St. Louis Rams 2011 1st round draft pick Robert Quinn was charged with a DWI this past week.   Athletes will never understand that when they join a national sports team, their behavior must be appropriate.  Whether they like it or not, they are role models and need to behave.   Think of it this way.  If I get a DWI, the damage is internal for the most part.  I get a fine, a slap, bad looks and a gray cloud over my head.  It blows over.  When a known athlete and sports figure like Quinn makes a big mistake, the headlines spread across the city and kids start rethinking why the men coming to their schools telling them to do right is drinking and driving.   They become hypocrites for believing in athletes.   Quinn’s mistake is downright pathetic.   Talk to Leonard Little and ask him about regret Mr. Quinn.   I have zero sympathy for people who drink and drive.  I did it once and swore to never do it again.  You could kill somebody if you drink and drive.   Quinn will learn a harsh lesson in privilege.

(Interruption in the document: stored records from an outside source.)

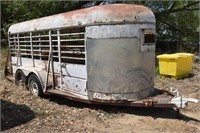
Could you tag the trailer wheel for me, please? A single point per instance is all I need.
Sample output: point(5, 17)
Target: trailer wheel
point(35, 86)
point(20, 78)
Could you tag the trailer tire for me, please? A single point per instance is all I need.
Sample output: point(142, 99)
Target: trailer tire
point(35, 86)
point(20, 78)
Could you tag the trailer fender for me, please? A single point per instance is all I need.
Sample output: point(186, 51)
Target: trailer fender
point(39, 72)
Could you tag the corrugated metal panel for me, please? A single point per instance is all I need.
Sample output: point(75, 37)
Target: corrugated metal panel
point(113, 13)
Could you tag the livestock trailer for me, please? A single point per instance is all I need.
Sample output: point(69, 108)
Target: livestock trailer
point(101, 54)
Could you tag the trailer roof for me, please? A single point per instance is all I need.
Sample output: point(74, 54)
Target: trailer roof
point(105, 14)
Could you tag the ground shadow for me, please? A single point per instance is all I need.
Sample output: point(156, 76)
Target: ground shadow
point(168, 113)
point(14, 115)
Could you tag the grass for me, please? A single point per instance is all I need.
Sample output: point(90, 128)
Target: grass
point(156, 71)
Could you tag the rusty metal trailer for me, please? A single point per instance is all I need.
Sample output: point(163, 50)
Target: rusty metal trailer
point(102, 54)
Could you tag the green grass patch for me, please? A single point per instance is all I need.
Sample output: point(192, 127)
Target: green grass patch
point(156, 71)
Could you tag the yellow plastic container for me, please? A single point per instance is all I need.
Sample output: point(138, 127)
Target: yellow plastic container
point(176, 65)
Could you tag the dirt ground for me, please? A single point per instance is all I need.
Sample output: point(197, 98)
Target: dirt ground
point(22, 112)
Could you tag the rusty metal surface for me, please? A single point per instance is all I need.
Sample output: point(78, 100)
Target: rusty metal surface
point(106, 14)
point(161, 100)
point(116, 67)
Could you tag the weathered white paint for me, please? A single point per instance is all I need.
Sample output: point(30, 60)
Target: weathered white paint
point(106, 14)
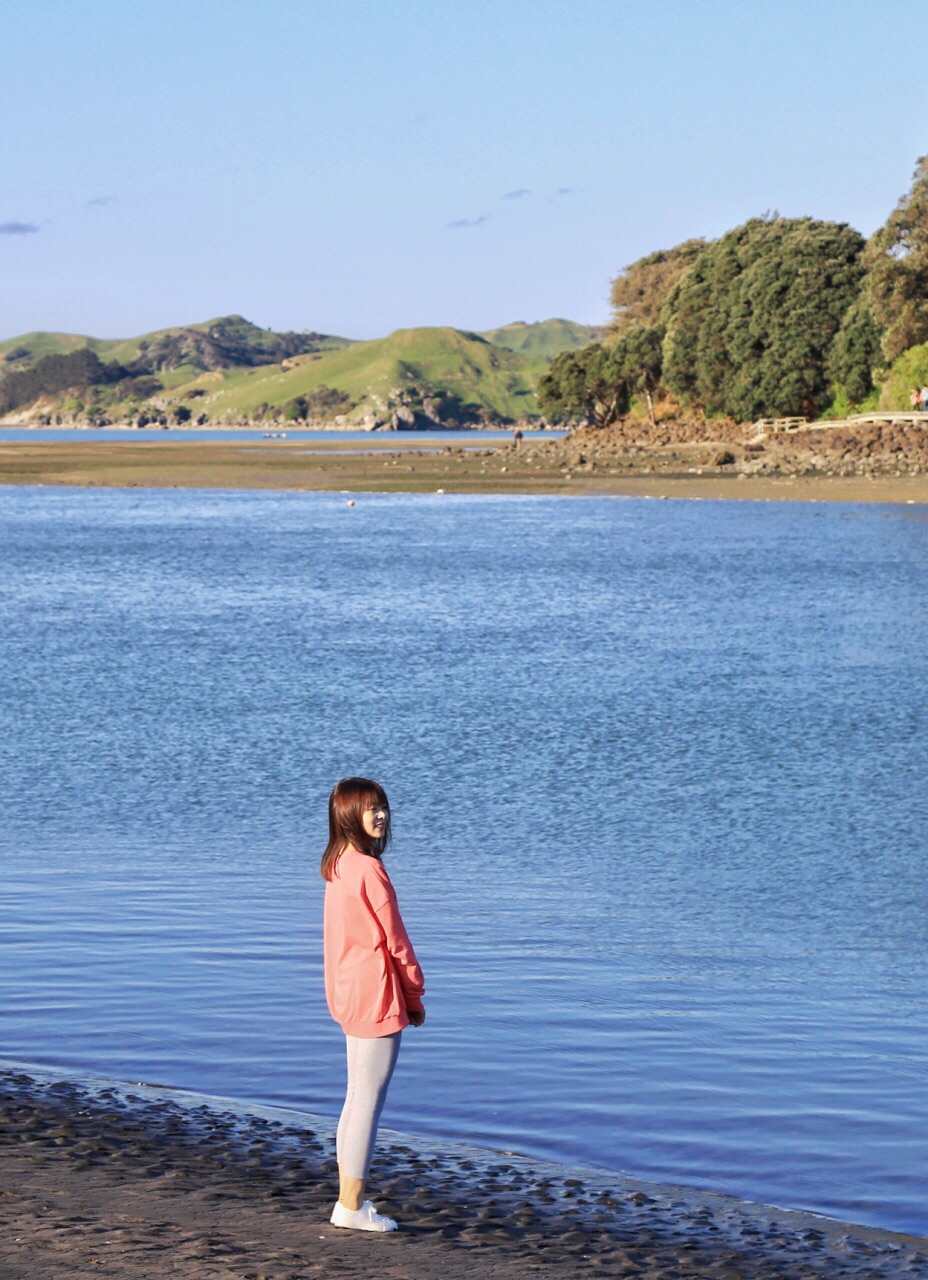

Also, don’t blame the guns for Colorado’s tragedy.    Guns are not responsible for killing people.   Once again, people are.  Unless I am mistaken, guns don’t go off unless they are triggered and aimed at a target.   The gun haters will run the gauntlet on this tragedy and they have no merit.   Remember, give credit and blame where it is due, and that is with James Holmes alone.  I know how to fire many guns.  9mm, 45 magnum, 12 gauge shotgun and an assault rifle.  That doesn’t mean I am going to walk into a theater and kill people.  I carry that choice because the world we live in is driven by choice and that alone explains the murders.

I am feeling my age and taking the toll.   One of the things I admired about The Dark Knight Rises was Nolan’s willingness to show Bruce Wayne/Batman in a crippling older state.   Fighting crime comes with pain and damage.  When we see Wayne 8 years after the events in The Dark Knight, he is using a cane and has become a full recluse.   He has no cartilage in his knees and carries tons of scar tissue, including some in his brain.  I admired that because in every other comic book adaptation, the heroes feel no pain and live on no matter what.  In Nolan’s world, Batman collects scars along with dealing them out.   I am beginning to feel the wear and tear on my body.  There is fluid in my left elbow which may require a cortisone shot or orthopedic surgery.  My knees can’t stand to bend down for more than 5 minutes.   My right shoulder sends shooting pains across my chest when I do the incline bench press.   I have been relegated to repetitions and that is fine.  Every body has a limit and I am hitting mine.   If I play a doubleheader in softball, my feet and back let me know it because I play it all out.   I haven’t been kind to my body for the last 14 years so I expect some pain but at 30 years old, I am becoming an old man.  I don’t think it is too soon but it sucks all the same.

I have hit my limit.  It’s time to shut it down.  My kid is getting up in 5 hours and I need to get a few hours of horizontal rest.  The road is calling my name tomorrow for a run so my legs need rest.   All together, I am going to start life all over again in a few hours so the writing will stop…for now.

Thanks for reading this and come back again.